You should use the mp_sim_offset function.
early_on_covid_reports = read_csv("https://raw.githubusercontent.com/canmod/macpan-workshop/refs/heads/main/data/early_covid_on_reports.csv")
## Rows: 147 Columns: 4
## ── Column specification ───────────────────────────────────────────────────────
## Delimiter: ","
## chr  (2): province, var
## dbl  (1): value
## date (1): date
## 
## ℹ Use `spec()` to retrieve the full column specification for this data.
## ℹ Specify the column types or set `show_col_types = FALSE` to quiet this message.
Modify the SIR model and calibrate it to the initial phase of the early_on_covid_reports data. the SIR model to these data generated from the SIR model. You will need to change the names of the variables in the data using the rename function in the tidyverse. Note that you will need to update the default values to be more suitable for Ontario. For example, the population of Ontario is about 14 million. You might want to modify other values. What other modifications could you make to the model to fit better? This is meant to be a challenge. My imperfect answer is here, but try not to look.

Inference

Visualize Goodness-of-Fit

Here are some ggplot2 recipes for visualizing goodness-of-fit. If you had a fitted calibrator called model_calibrator that were fitted to observed_data, you can use this recipe (not run).

fitted_data = mp_trajectory(model_calibrator)
(ggplot()
  + geom_point(aes(time, value), data = observed_data)
  + geom_line(aes(time, value), data = fitted_data)
  + theme_bw()
)

If you would like to visualize uncertainty around this fitted trajectory, you can use the geom_ribbon function in ggplot2.

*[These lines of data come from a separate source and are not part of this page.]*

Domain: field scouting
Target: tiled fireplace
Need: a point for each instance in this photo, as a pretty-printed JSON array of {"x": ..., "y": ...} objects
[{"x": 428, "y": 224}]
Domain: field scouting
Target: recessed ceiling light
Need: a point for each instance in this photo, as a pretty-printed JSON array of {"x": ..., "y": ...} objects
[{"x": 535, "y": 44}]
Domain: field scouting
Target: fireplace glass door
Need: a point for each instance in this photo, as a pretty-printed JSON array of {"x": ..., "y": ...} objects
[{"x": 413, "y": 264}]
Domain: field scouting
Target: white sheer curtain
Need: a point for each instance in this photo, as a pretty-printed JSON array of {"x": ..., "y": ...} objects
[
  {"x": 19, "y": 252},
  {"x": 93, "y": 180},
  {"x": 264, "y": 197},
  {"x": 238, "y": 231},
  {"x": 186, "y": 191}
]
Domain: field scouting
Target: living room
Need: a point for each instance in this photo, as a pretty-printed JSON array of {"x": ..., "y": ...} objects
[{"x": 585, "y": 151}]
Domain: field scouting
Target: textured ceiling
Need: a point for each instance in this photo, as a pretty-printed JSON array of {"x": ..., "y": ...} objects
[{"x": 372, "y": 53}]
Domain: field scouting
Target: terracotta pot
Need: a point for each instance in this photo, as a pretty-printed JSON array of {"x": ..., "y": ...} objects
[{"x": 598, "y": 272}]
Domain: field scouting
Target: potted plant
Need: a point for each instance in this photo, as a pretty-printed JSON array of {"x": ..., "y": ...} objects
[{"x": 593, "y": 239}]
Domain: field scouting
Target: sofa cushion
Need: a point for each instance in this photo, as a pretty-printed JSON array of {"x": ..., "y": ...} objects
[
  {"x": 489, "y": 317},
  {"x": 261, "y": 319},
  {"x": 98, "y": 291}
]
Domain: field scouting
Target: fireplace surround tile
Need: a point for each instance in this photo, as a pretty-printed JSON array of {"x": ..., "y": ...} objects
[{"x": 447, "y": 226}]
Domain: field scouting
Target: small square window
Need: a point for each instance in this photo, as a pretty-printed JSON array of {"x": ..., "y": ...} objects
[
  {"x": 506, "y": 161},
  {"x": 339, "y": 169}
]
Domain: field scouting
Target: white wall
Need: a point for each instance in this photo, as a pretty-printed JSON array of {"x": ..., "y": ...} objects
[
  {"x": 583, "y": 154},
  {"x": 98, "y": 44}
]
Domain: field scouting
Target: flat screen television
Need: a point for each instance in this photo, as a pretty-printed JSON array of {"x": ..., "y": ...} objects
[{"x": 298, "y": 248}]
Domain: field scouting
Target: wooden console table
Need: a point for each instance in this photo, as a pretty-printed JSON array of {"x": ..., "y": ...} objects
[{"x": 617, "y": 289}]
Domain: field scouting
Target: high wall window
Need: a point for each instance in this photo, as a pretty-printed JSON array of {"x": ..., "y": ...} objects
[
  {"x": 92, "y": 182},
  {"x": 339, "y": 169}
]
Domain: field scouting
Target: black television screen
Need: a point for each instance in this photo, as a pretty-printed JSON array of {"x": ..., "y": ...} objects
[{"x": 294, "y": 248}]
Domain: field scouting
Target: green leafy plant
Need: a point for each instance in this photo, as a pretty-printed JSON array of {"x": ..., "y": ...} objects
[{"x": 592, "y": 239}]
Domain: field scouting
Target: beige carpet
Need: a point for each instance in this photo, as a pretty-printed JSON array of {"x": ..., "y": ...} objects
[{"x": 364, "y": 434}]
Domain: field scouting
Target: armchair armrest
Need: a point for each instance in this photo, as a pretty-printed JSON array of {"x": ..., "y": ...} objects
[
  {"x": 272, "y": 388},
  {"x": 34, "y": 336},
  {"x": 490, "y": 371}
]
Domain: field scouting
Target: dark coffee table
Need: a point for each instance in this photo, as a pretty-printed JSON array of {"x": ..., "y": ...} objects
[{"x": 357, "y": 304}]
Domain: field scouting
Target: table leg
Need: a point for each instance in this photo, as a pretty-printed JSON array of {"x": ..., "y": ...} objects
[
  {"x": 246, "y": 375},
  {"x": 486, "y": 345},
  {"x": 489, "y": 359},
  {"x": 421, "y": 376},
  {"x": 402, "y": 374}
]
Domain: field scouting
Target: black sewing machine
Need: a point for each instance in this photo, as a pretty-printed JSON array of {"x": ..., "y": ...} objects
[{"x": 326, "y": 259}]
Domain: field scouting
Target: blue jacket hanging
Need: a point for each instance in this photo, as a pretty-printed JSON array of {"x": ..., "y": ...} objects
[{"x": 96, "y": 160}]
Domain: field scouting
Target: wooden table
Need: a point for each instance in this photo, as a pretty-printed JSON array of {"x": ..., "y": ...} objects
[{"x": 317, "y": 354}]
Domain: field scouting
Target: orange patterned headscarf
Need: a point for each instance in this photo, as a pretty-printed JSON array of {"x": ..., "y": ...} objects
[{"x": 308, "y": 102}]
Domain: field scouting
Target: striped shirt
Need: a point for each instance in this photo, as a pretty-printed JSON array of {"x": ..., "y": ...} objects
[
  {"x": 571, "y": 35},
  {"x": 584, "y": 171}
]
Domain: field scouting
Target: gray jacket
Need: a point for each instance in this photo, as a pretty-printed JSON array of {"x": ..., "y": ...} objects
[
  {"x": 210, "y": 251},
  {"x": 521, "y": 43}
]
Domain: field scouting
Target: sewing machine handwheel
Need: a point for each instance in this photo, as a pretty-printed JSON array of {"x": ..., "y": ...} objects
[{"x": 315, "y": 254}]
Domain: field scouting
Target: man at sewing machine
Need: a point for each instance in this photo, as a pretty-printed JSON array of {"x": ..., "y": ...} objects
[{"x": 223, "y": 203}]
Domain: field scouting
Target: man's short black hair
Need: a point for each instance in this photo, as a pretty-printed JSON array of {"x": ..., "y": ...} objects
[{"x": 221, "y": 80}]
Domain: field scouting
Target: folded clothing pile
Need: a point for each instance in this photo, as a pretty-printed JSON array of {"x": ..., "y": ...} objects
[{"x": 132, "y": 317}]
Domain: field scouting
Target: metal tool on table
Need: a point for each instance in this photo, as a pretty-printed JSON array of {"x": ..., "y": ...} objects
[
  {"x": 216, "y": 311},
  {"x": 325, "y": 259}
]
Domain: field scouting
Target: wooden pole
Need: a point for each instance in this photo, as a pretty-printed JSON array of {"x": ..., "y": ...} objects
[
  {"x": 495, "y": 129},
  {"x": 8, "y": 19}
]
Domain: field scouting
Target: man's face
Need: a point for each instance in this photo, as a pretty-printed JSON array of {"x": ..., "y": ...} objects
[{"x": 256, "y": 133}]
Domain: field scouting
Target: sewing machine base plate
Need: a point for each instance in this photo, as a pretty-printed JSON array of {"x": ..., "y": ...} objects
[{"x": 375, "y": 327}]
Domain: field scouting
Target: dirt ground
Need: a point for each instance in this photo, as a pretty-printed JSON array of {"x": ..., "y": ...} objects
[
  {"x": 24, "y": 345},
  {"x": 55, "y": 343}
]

fitted_data = mp_trajectory_sd(model_calibrator, conf.int = TRUE)
(ggplot()
  + geom_point(aes(time, value), data = observed_data)
  + geom_line(aes(time, value), data = fitted_data)
  + geom_ribbon(aes(time, ymax = conf.high, ymin = conf.low), data = fitted_data)
  + theme_bw()
)

Confidence Intervals for Estimated Parameters

For one of your calibrated models, use the mp_tmb_coef function to get parameter estimates with confidence intervals.
Note that you will need to use conf.int = TRUE option that is a little hidden in the documentation, but it is there. Did any of your parameters have an interval that overlaps zero? If so try to fix this by fitting the log transformed version of the offending parameter. If you call the log of your parameter log_{name-of-parameter}, the confidence intervals will be automatically back-transformed to the original scale and will not overlap zero. Did you get any NaNs (not a number)? This is a sign of a bad fit.

Forecasts and Scenarios

Let’s keep it simple again and get more practice simulating and fitting. You can use this calibrated model to practice making forecasts and exploring scenarios.

Simulate 50 time steps of incidence (i.e., the infection flow) from the SIR model in the library with defaults. Create a calibrator but change the default values of beta and gamma so that the optimizer will need to do work to find the true values. Then calibrate your model to the simulation data using mp_optimize. After optimizing use mp_forecaster to extend 50 more time steps, so that the entire simulation would be 100 time steps. Use mp_trajectory_sd to produce forecasts with confidence intervals.
Create a scenario for beta, where transmission increases by a factor of 1.2 at time 60 (10 time steps after the data end). The answers for this exercise are here.